Versions Compared

Key

  • This line was added.
  • This line was removed.
  • Formatting was changed.

...

  1. If the co-ordinator fails at step #1 after receiving a notification but not getting a chance to act on it, the new co-ordinator has to be able to detect the need for a rebalance operation on completing the failover. As part of failover, the co-ordinator reads a group's metadata from zookeeper, including the list of topics the group has subscribed to and the previous partition ownership decision. If the # of topics or # of partitions for the subscribed topics are different from the ones in the previous partition ownership decision, the new co-ordinator detects the need for a rebalance and initiates one for the group. Similarly if the consumers that connect to the new co-ordinator are different from the ones in the group's generation in zookeeper, it initiates a rebalance for the group.
  2. If the co-ordinator fails at step #2, it might send a HeartbeatResponse with the error code to some consumers but not all. Similar to failure #1 above, the co-ordinator will detect the need for rebalance after failover and initiate a rebalance again. If a rebalance was initiated due to a consumer failure and the consumer recovers before the co-ordinator failover completes, the co-ordinator will not initiate a rebalance. However, if any consumer sends it a JoinGroupRequest, it will initiate a rebalance for the entire group.
  3. If a co-ordinator fails at step #3, it might receive JoinGroupRequests from only a subset of consumers in the group.
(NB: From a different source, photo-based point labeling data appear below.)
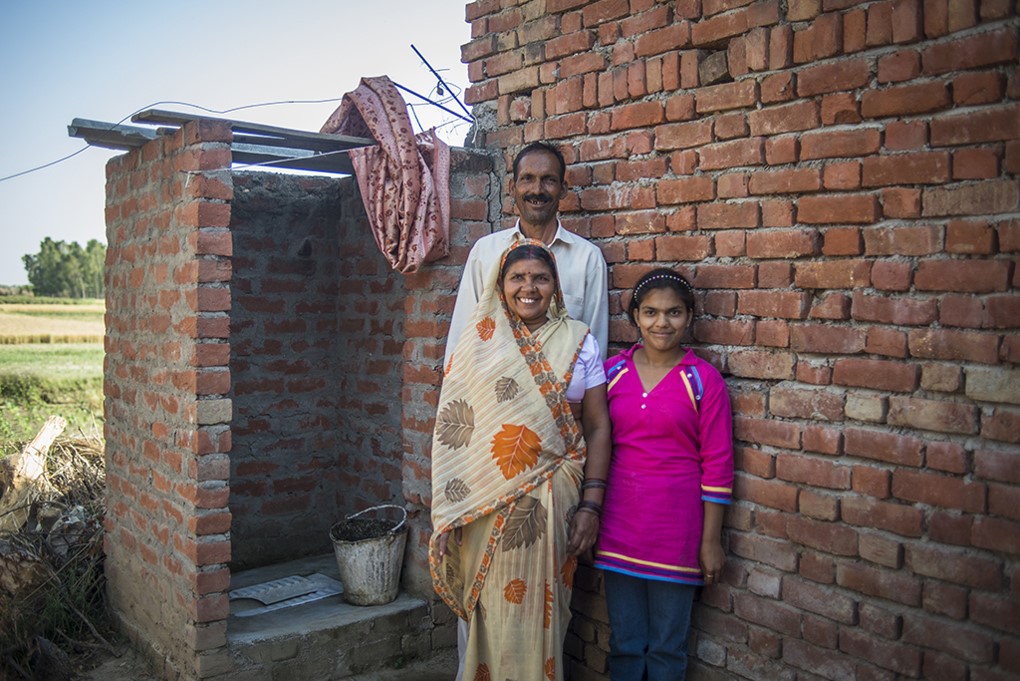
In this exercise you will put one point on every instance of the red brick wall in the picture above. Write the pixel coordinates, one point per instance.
(166, 413)
(839, 178)
(316, 337)
(266, 372)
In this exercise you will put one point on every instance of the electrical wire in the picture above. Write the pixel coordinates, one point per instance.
(173, 103)
(427, 101)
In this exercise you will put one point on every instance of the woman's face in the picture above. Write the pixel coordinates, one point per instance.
(662, 318)
(528, 286)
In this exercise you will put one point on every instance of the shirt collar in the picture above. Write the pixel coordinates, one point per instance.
(560, 234)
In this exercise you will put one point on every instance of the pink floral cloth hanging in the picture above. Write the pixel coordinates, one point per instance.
(404, 179)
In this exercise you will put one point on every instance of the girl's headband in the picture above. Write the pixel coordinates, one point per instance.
(671, 277)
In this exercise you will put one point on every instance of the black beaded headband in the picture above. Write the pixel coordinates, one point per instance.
(671, 277)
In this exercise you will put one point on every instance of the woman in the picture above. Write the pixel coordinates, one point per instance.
(508, 461)
(670, 478)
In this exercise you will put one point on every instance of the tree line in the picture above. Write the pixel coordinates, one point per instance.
(67, 270)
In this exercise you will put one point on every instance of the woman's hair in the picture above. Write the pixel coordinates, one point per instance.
(661, 277)
(528, 252)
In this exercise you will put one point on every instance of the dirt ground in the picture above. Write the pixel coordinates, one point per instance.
(130, 666)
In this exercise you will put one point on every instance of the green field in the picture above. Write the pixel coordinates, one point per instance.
(51, 363)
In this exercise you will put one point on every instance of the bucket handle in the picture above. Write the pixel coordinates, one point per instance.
(385, 506)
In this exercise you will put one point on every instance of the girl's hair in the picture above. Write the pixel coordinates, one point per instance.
(662, 277)
(528, 252)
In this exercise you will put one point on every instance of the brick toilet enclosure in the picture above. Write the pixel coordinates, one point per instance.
(839, 179)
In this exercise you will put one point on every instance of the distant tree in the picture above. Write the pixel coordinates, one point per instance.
(66, 270)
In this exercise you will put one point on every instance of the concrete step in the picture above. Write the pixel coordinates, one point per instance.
(329, 639)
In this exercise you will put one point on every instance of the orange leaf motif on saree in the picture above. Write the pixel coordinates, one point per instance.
(548, 619)
(514, 591)
(486, 328)
(567, 569)
(515, 449)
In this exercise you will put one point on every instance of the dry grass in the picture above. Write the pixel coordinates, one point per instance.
(17, 328)
(65, 613)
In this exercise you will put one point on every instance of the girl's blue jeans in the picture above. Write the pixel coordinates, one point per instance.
(650, 623)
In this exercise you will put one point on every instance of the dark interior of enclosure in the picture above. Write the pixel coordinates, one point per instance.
(316, 342)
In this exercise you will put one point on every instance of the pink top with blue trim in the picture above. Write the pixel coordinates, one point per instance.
(672, 451)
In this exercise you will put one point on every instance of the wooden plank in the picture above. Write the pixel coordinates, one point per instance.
(339, 162)
(111, 136)
(291, 143)
(176, 118)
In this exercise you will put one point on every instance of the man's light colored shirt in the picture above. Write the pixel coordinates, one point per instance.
(580, 266)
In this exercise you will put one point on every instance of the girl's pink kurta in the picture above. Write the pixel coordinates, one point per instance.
(668, 458)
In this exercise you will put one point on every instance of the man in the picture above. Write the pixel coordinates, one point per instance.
(538, 186)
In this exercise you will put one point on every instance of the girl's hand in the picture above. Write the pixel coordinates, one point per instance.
(583, 532)
(712, 559)
(445, 539)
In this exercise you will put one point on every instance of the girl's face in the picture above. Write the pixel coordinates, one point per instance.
(528, 286)
(662, 318)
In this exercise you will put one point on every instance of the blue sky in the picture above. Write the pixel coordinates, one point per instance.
(105, 59)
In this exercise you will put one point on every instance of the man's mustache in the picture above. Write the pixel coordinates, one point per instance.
(538, 197)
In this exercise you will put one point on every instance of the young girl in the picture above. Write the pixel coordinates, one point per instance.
(670, 477)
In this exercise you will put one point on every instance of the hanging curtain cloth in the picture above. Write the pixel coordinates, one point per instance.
(404, 179)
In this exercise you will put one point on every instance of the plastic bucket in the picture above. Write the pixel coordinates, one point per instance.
(369, 555)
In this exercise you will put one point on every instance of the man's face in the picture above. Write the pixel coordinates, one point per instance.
(538, 189)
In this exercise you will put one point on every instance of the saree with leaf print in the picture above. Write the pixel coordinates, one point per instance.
(507, 461)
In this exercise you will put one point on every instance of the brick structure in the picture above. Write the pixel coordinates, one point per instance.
(839, 178)
(266, 373)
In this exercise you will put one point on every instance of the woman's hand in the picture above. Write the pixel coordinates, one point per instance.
(445, 539)
(712, 559)
(583, 532)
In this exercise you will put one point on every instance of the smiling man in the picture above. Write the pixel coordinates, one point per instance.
(538, 186)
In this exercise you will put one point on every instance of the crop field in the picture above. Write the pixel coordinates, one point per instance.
(51, 362)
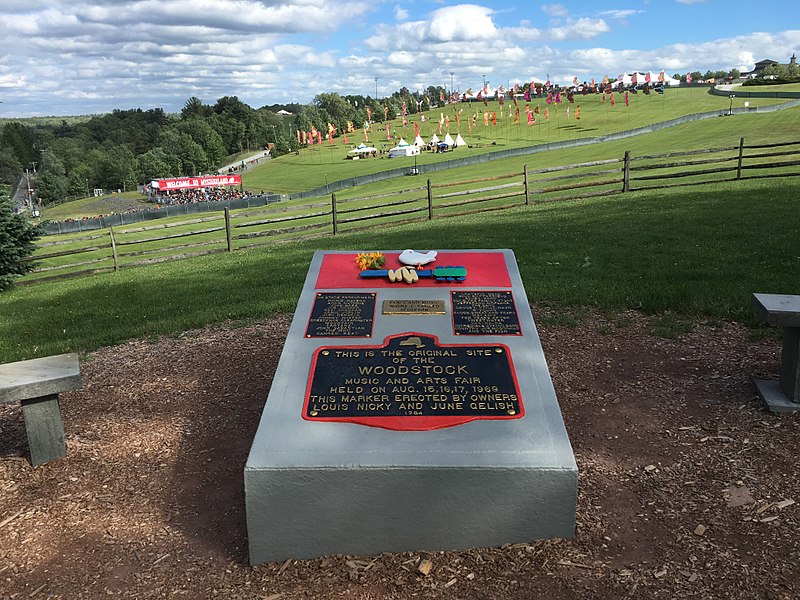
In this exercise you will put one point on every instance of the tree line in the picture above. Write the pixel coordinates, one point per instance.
(124, 148)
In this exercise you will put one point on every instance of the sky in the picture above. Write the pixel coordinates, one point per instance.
(76, 57)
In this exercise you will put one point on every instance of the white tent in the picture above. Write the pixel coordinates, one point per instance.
(362, 150)
(670, 80)
(403, 149)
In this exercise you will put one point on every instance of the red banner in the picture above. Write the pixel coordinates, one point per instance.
(185, 183)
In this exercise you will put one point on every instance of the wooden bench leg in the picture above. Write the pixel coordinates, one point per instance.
(45, 429)
(790, 364)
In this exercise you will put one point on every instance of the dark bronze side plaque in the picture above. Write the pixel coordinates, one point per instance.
(342, 315)
(485, 313)
(413, 307)
(412, 383)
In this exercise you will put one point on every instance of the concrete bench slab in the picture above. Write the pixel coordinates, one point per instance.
(782, 310)
(36, 384)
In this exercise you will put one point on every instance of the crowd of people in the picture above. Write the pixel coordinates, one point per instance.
(188, 196)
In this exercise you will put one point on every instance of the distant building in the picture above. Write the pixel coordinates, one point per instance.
(763, 64)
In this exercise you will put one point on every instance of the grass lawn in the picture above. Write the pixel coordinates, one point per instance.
(698, 252)
(316, 165)
(93, 207)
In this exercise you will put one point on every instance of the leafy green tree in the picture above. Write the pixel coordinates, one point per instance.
(118, 169)
(194, 108)
(20, 140)
(77, 185)
(17, 236)
(10, 167)
(155, 164)
(182, 147)
(207, 138)
(51, 184)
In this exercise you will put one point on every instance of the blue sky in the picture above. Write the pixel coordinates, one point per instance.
(68, 57)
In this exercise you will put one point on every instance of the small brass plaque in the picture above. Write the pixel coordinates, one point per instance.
(413, 307)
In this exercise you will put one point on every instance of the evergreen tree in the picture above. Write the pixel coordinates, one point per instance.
(16, 244)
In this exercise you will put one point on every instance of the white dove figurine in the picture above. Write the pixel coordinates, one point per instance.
(412, 257)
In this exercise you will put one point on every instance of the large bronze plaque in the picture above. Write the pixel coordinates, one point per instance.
(342, 315)
(412, 383)
(485, 313)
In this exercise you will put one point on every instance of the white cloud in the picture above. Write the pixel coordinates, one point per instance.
(584, 29)
(620, 14)
(555, 10)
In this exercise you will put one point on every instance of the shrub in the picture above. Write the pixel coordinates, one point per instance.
(16, 244)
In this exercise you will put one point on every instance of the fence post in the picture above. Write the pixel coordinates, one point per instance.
(739, 164)
(113, 249)
(430, 201)
(333, 213)
(626, 171)
(228, 237)
(525, 181)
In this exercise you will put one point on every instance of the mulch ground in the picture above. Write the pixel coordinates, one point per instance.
(687, 486)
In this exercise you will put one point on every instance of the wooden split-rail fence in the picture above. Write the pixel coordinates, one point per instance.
(74, 255)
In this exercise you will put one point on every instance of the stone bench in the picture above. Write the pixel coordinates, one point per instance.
(36, 384)
(784, 310)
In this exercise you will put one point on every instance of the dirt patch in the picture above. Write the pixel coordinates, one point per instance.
(685, 482)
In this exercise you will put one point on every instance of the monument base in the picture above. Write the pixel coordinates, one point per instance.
(409, 418)
(773, 396)
(306, 513)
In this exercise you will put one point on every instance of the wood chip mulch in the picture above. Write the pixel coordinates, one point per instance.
(688, 488)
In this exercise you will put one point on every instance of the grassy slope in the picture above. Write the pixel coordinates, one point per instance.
(92, 207)
(317, 164)
(698, 252)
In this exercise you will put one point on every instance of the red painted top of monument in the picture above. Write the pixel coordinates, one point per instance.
(484, 269)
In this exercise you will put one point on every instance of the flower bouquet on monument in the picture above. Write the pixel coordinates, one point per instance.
(370, 260)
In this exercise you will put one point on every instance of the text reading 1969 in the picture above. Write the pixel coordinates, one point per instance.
(413, 376)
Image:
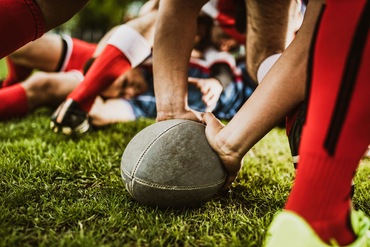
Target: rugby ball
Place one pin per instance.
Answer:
(170, 164)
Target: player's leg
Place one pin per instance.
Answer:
(276, 23)
(42, 54)
(126, 48)
(22, 21)
(40, 89)
(50, 89)
(335, 136)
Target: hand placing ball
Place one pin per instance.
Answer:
(170, 164)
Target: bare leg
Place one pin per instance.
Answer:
(271, 26)
(173, 43)
(42, 54)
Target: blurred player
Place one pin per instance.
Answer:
(22, 21)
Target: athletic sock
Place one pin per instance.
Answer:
(336, 131)
(321, 195)
(13, 102)
(105, 69)
(126, 48)
(16, 73)
(21, 21)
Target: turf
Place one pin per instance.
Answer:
(59, 191)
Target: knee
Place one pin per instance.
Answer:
(38, 84)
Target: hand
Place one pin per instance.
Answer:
(232, 160)
(211, 89)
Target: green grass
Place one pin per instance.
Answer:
(60, 191)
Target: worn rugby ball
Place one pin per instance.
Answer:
(170, 164)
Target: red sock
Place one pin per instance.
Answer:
(13, 102)
(329, 155)
(21, 21)
(105, 69)
(16, 73)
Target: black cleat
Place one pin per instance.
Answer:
(70, 119)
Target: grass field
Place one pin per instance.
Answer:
(60, 191)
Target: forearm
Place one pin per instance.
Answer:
(173, 42)
(282, 89)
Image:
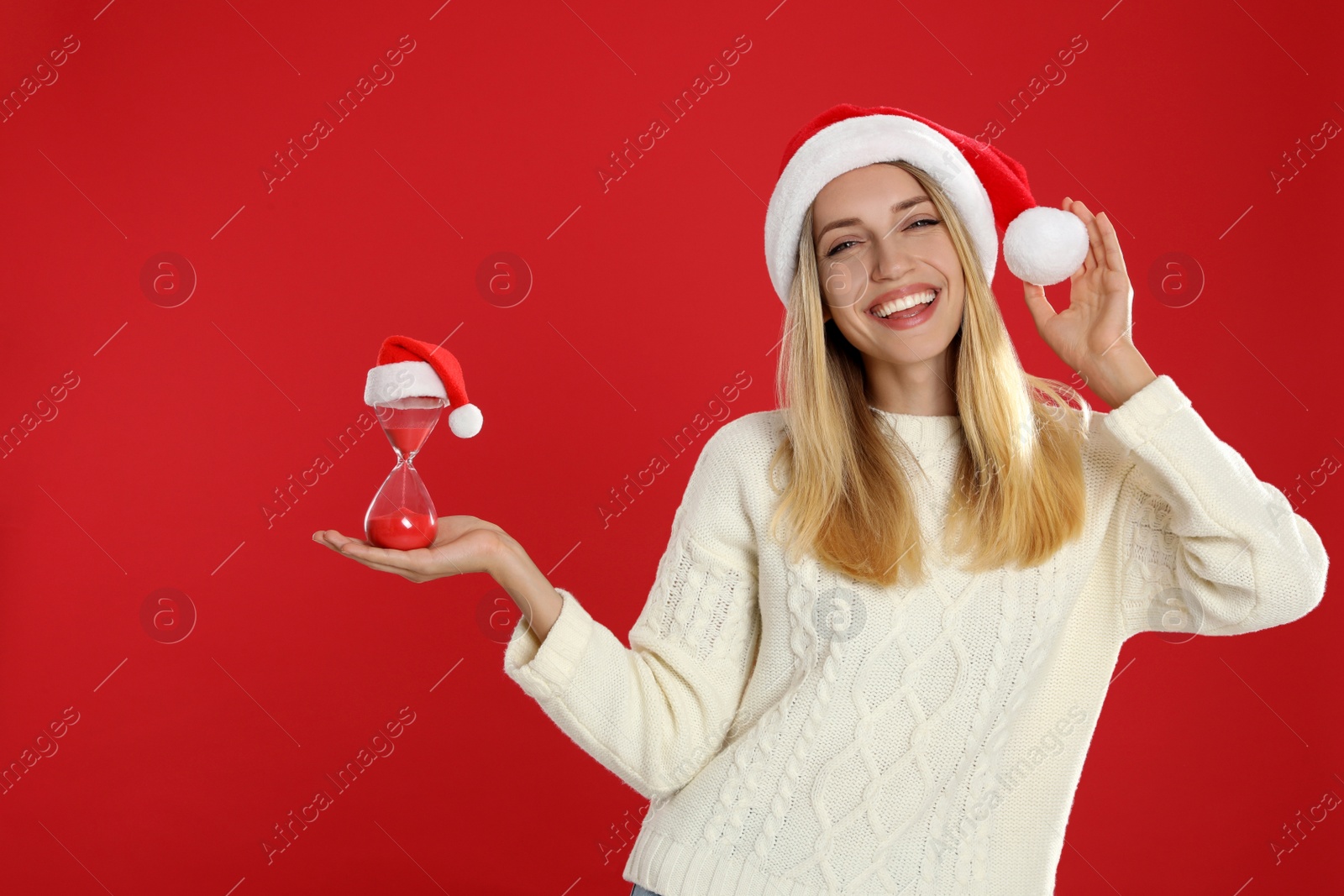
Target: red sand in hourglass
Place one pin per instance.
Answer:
(402, 531)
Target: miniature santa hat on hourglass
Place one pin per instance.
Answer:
(410, 369)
After failover, the co-ordinator will receive a HeartbeatRequest from all alive consumers. Similar to #1, it will trigger a rebalance for the group if it detects changes in topics/partitions or consumer membership.
  4. If a co-ordinator fails at step #4, it might fail after writing the new generation id and group membership in zookeeper. The generation id and membership information is written in one atomic zookeeper write operation. After failover, the consumer will send HeartbeatRequests to the new co-ordinator with an older generation id. The co-ordinator triggers a rebalance by returning an IllegalGeneration error code in the response that causes the consumer to send it a JoinGroupRequest.
  5. If a co-ordinator fails at step #5, it might send the JoinGroupResponse to only a subset of the consumers in a group. A consumer that received a JoinGroupResponse will detect the failed co-ordinator while sending a heartbeat or committing offsets. At this point, it will discover the new co-ordinator and send it a heartbeat with the new generation id. The co-ordinator will send it a HeartbeatResponse with no error code at this point. A consumer that did not receive a JoinGroupResponse will discover the new co-ordinator and send it a JoinGroupRequest. This will cause the co-ordinator to trigger a rebalance for the group.

Consumer id assignment

  1. After startup, a consumer learns it's consumer id in the very first JoinGroupResponse it receives from the co-ordinator. From that point onwards, the consumer is expected to include this consumer id in every request it sends to the co-ordinator (HeartbeatRequest, JoinGroupRequest, OffsetCommitRequest). If the co-ordinator receives a HeartbeatRequest or an OffsetCommitRequest with a consumer id that is different from the ones in the group, it sends an UnknownConsumer error code in the corresponding responses.
  2. The co-ordinator assigns a consumer id to a consumer on a successful rebalance and sends it in the JoinGroupResponse. The consumer should include this id in every subsequent JoinGroupRequest as well until it is shutdown or dies.
  3. The co-ordinator does consumer id assignment after it has received a JoinGroupRequest from all existing consumers in a group. At this point, it assigns a new id <group>-<consumer_host>-<sequence> to every consumer that did not send a consumer id in the JoinGroupRequest. The assumption is that such consumers are newly started up.
  4. If a consumer fails to send the same consumer id on subsequent JoinGroupRequests, it will cause a chain of rebalance attempts and can cause the group to never finish a rebalance operation successfully. This is because the way a co-ordinator knows that a rebalance operation should be triggered due to a new consumer, is by checking the consumer id in the JoinGroupRequest. If there is no consumer id, it assumes that a new consumer wants to join the group.
  5. If a consumer id is specified in the JoinGroupRequest but it does not match the ids in the current group membership, the co-ordinator sends an UnknownConsumer error code in the JoinGroupResponse and prevents the consumer from joining the group. This does not cause a rebalance operation but also does not allow such a consumer to join an existing group.